Officials from Tri-County Regional Planning and the City of Peoria will announce today that all flights from Peoria will no longer connect directly to Chicago and other major hubs. Instead, Peoria will have just one airline that will provide shuttle service to the Central Illinois Regional Airport in Bloomington, Illinois. From there, travelers can transfer to a major airline to reach hub cities.
“Bloomington is really where Peoria’s travelers want to go,” said Terry Kohlbuss, the executive director of the Tri-County Regional Planning Commission. “We’ve always considered Chicago a secondary destination.”
When asked why the Peoria area would seemingly be taking a step backwards given that no airlines had announced any plans to cut direct service to Peoria, Mayor Jim Ardis replied, “It’s part of our long-term goal of having all transportation options pass through the Bloomington-Normal area first.”
Secretary of Transportation Ray LaHood agreed. “We started many years ago with the interstate highways and successfully got them concentrated in the Twin Cities.

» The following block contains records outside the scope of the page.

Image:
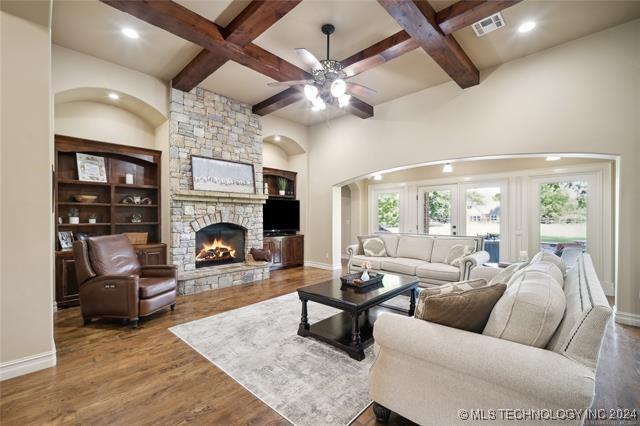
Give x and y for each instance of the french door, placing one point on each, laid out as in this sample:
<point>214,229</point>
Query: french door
<point>474,209</point>
<point>437,210</point>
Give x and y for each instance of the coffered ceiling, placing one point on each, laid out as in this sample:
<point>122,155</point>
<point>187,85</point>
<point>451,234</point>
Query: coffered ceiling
<point>94,28</point>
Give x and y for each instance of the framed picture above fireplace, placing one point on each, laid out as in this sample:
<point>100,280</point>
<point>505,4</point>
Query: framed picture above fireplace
<point>210,174</point>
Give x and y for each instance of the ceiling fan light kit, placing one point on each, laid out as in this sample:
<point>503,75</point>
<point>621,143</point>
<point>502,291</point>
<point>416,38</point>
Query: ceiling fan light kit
<point>328,85</point>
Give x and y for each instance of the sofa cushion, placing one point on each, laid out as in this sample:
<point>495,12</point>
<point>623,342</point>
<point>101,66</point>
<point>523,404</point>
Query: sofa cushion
<point>466,306</point>
<point>505,274</point>
<point>529,311</point>
<point>456,253</point>
<point>544,256</point>
<point>438,271</point>
<point>546,268</point>
<point>153,286</point>
<point>402,265</point>
<point>442,246</point>
<point>415,247</point>
<point>374,247</point>
<point>390,242</point>
<point>359,259</point>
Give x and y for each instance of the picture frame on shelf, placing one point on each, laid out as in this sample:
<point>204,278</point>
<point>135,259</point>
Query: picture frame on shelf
<point>91,168</point>
<point>65,238</point>
<point>210,174</point>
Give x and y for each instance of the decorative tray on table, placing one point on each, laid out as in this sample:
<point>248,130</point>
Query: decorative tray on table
<point>353,280</point>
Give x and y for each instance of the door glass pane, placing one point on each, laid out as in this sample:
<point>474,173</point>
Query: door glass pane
<point>563,218</point>
<point>483,217</point>
<point>389,212</point>
<point>437,212</point>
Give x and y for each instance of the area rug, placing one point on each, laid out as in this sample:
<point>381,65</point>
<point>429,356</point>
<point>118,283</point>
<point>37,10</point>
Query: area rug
<point>306,381</point>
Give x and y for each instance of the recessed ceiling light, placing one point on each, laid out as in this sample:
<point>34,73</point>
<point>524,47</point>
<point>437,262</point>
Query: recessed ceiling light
<point>526,26</point>
<point>130,32</point>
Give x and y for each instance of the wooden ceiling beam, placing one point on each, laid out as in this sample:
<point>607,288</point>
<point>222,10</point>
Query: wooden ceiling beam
<point>374,55</point>
<point>385,50</point>
<point>467,12</point>
<point>278,101</point>
<point>419,20</point>
<point>187,24</point>
<point>255,19</point>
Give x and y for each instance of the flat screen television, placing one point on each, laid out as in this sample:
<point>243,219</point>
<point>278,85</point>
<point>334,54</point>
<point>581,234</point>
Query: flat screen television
<point>281,216</point>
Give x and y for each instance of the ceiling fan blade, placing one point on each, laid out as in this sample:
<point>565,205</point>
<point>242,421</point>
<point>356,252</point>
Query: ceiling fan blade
<point>360,90</point>
<point>287,83</point>
<point>309,59</point>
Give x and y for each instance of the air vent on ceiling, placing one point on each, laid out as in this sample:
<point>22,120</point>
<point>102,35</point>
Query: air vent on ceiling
<point>489,24</point>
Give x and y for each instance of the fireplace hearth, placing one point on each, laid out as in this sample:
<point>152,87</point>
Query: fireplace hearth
<point>220,244</point>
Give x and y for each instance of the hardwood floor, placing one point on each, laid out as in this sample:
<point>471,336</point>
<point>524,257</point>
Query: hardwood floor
<point>111,374</point>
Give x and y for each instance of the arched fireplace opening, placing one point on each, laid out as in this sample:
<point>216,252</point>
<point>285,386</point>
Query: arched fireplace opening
<point>219,244</point>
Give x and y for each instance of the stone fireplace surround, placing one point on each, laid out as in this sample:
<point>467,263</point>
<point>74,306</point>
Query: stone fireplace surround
<point>206,124</point>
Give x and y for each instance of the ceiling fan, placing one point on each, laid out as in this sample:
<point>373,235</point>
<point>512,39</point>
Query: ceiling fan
<point>329,85</point>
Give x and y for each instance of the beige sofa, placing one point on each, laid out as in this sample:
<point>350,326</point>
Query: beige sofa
<point>421,256</point>
<point>427,372</point>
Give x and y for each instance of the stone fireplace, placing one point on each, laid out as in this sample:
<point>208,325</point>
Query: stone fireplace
<point>212,232</point>
<point>219,244</point>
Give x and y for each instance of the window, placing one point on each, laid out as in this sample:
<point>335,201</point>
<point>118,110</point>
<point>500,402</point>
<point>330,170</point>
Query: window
<point>563,218</point>
<point>483,209</point>
<point>388,212</point>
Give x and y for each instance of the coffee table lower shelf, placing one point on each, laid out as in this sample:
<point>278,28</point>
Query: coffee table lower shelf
<point>337,331</point>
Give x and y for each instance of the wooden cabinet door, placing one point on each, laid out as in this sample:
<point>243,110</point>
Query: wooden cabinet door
<point>293,250</point>
<point>298,249</point>
<point>274,245</point>
<point>67,293</point>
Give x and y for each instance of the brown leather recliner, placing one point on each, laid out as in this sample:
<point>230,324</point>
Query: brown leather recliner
<point>114,285</point>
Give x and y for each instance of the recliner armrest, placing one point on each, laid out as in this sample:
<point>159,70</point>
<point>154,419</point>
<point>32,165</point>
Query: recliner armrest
<point>535,373</point>
<point>110,295</point>
<point>159,271</point>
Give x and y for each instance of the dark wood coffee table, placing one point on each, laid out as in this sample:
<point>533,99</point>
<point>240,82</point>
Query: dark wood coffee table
<point>352,329</point>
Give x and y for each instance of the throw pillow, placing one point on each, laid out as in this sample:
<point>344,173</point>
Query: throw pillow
<point>456,253</point>
<point>374,247</point>
<point>458,287</point>
<point>530,310</point>
<point>544,256</point>
<point>465,309</point>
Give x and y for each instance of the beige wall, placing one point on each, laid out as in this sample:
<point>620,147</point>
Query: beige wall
<point>273,156</point>
<point>103,122</point>
<point>73,70</point>
<point>26,219</point>
<point>582,96</point>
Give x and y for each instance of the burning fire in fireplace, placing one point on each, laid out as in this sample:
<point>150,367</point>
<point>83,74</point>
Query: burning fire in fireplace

Peorians are already dependent on Normal for passenger rail service. Air service is the next logical step in the process.”
The final step, said Kohlbuss, will be to reroute the Illinois River away from Peoria and through the twin cities where it can provide a natural boundary between Bloomington and Normal. But he added that it will “probably be several years” before the state is able to afford that project.